What you need is a way of pressing the button without your having to actually be there. If only there were some gadget that does that for you.

Of course there is, it's called an intervalometer, and it’s like an old cable release with a brain. Most DSLR astrophotographers use them all the time.

The intervalometer connects to your DSLR using a cable (some newer ones do it wirelessly). Put simply, it just presses and releases the shutter release on your DSLR, but it’s programmable. With it running on your camera in bulb mode, you can do a pile of things.

You can set the time between when it presses the button and when it releases it – giving the length of your exposures. You can set the time between when it presses the button and when it presses the button again. You can set the number times it repeats all this. You can set a delay so it doesn’t do anything for some time after you’ve started it running.

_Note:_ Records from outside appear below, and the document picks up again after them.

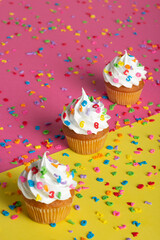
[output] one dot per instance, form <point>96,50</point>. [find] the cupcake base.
<point>123,95</point>
<point>49,213</point>
<point>85,144</point>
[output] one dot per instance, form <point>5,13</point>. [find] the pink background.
<point>138,22</point>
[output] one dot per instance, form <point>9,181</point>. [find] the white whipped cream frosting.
<point>124,71</point>
<point>85,116</point>
<point>46,181</point>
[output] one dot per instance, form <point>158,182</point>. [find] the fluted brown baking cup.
<point>48,215</point>
<point>123,98</point>
<point>86,147</point>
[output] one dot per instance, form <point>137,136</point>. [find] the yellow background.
<point>23,228</point>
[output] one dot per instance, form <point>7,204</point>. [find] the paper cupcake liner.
<point>86,146</point>
<point>123,98</point>
<point>48,215</point>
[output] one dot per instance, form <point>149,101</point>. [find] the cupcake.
<point>85,124</point>
<point>124,79</point>
<point>48,190</point>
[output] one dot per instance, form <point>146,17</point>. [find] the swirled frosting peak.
<point>124,71</point>
<point>85,115</point>
<point>46,180</point>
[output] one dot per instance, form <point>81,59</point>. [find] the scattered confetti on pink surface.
<point>49,50</point>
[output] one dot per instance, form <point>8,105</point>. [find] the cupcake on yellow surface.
<point>48,190</point>
<point>85,124</point>
<point>124,79</point>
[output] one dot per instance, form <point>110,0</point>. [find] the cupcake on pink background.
<point>85,124</point>
<point>124,79</point>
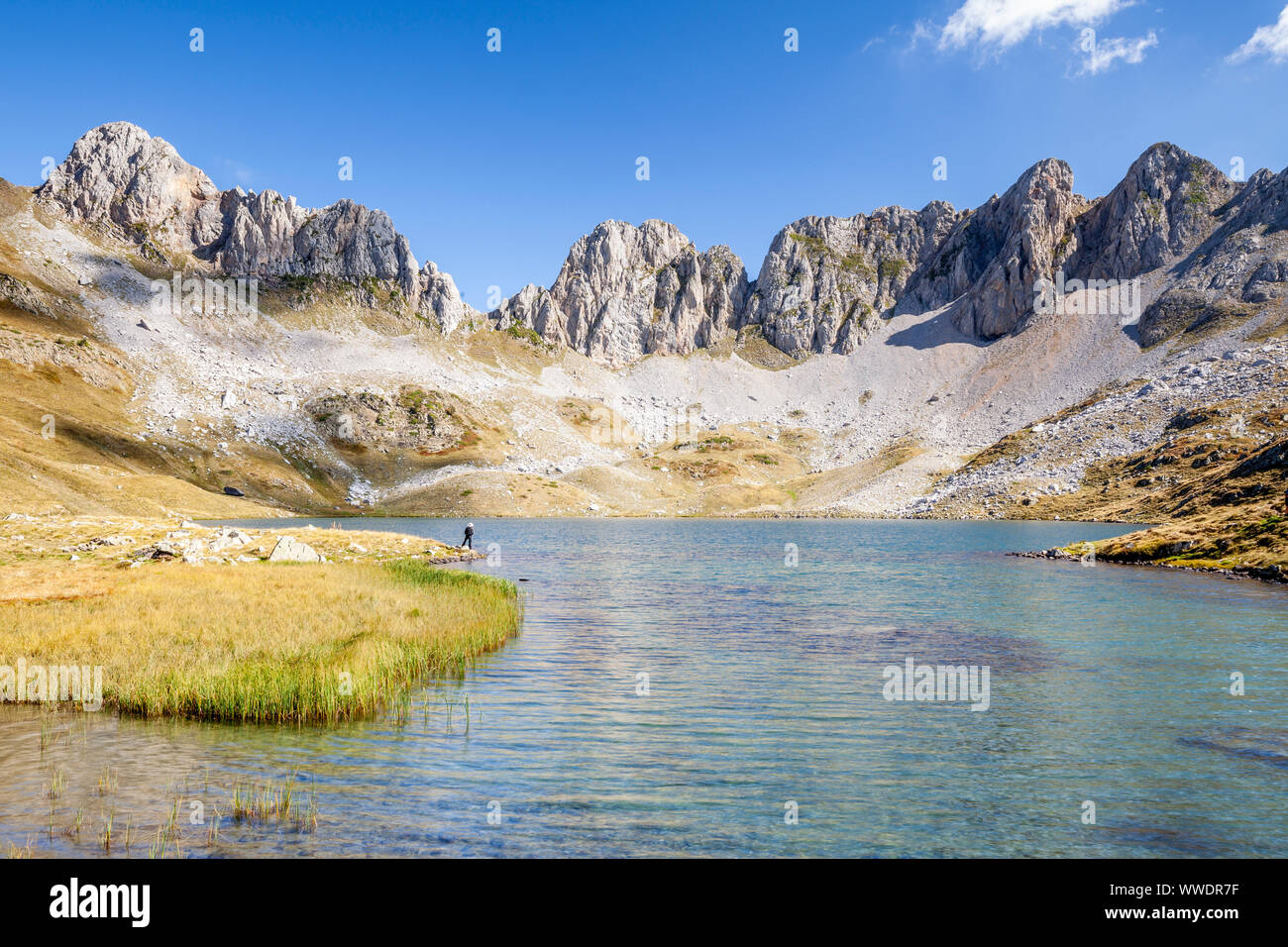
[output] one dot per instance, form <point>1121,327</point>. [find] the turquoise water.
<point>1107,684</point>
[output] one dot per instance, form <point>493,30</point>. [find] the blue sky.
<point>493,163</point>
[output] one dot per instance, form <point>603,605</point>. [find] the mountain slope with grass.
<point>888,364</point>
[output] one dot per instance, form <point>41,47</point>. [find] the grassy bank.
<point>265,642</point>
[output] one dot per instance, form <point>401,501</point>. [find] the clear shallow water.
<point>1107,684</point>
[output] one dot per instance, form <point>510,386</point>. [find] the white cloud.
<point>1106,53</point>
<point>1003,24</point>
<point>1267,40</point>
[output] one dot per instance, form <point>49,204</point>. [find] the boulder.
<point>288,549</point>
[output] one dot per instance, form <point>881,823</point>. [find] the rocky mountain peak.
<point>121,178</point>
<point>119,174</point>
<point>1166,201</point>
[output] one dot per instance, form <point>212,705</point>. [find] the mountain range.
<point>884,364</point>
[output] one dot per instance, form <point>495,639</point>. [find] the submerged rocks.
<point>288,549</point>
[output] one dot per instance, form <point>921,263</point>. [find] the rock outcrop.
<point>1211,245</point>
<point>996,256</point>
<point>824,278</point>
<point>121,178</point>
<point>1151,218</point>
<point>626,291</point>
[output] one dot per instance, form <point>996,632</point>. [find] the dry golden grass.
<point>267,642</point>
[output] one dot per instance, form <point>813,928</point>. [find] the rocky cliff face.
<point>1166,202</point>
<point>825,279</point>
<point>120,178</point>
<point>995,257</point>
<point>626,291</point>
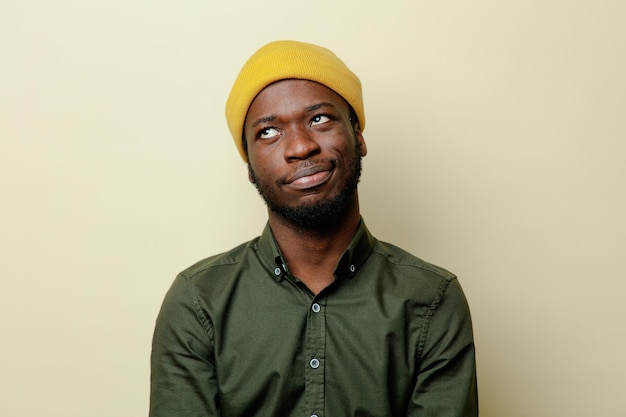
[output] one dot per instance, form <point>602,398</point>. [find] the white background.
<point>496,134</point>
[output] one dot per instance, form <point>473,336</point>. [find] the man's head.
<point>283,60</point>
<point>300,136</point>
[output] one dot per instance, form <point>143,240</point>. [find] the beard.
<point>323,213</point>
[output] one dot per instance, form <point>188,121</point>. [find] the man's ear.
<point>359,137</point>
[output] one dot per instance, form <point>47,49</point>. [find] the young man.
<point>315,317</point>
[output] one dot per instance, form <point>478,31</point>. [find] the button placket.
<point>315,354</point>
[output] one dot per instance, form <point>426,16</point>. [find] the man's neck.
<point>312,254</point>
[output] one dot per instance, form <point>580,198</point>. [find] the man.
<point>315,317</point>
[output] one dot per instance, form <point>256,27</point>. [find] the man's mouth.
<point>309,177</point>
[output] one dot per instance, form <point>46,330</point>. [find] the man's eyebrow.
<point>263,120</point>
<point>318,106</point>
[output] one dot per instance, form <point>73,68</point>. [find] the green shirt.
<point>238,335</point>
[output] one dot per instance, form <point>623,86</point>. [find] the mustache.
<point>306,168</point>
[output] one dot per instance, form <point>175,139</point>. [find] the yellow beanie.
<point>282,60</point>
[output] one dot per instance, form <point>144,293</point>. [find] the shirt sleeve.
<point>183,377</point>
<point>446,381</point>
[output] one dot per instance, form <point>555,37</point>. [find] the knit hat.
<point>282,60</point>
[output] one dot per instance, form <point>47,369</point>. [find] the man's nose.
<point>300,144</point>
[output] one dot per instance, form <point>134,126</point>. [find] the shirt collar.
<point>349,263</point>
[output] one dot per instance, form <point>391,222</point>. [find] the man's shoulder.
<point>403,259</point>
<point>230,258</point>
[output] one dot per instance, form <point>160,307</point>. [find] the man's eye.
<point>267,133</point>
<point>319,119</point>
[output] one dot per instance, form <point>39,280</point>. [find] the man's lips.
<point>309,177</point>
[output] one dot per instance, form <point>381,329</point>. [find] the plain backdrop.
<point>496,133</point>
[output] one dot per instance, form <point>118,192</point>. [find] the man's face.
<point>304,156</point>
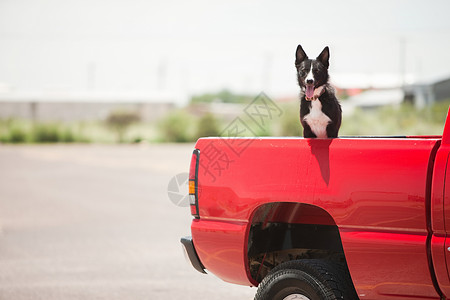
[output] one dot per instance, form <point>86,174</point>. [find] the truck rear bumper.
<point>191,254</point>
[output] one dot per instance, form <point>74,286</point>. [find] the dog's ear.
<point>324,57</point>
<point>300,55</point>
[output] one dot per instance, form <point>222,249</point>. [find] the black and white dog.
<point>320,111</point>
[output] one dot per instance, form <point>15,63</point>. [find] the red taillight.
<point>193,183</point>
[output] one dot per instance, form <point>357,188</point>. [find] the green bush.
<point>119,121</point>
<point>46,133</point>
<point>176,127</point>
<point>17,135</point>
<point>208,125</point>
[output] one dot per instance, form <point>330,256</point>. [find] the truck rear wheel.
<point>307,280</point>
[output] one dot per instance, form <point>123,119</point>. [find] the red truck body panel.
<point>386,196</point>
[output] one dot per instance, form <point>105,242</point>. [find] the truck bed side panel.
<point>375,190</point>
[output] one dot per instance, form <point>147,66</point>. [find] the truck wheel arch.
<point>285,231</point>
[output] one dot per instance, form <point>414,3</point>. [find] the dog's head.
<point>311,73</point>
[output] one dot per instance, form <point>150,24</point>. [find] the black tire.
<point>313,279</point>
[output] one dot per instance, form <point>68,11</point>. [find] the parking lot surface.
<point>96,222</point>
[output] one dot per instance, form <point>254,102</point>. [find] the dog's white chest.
<point>317,120</point>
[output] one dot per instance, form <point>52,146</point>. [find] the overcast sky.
<point>195,46</point>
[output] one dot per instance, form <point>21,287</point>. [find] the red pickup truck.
<point>344,218</point>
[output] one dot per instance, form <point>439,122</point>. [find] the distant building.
<point>82,106</point>
<point>425,94</point>
<point>373,99</point>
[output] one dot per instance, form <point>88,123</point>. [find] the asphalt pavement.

Last night I needed to take a time lapse of Orion rising. I’d set up my DSLR on a tracker, pointed it at where Orion was (behind a fence and some trees) and set the tracker in motion. I set the intervalometer to take a series of 75 exposures, each one being 30 seconds, and separated by two minutes. Then I set an alarm and went to bed.

Automation works!

One caveat though, try to remember to keep it out of the frost!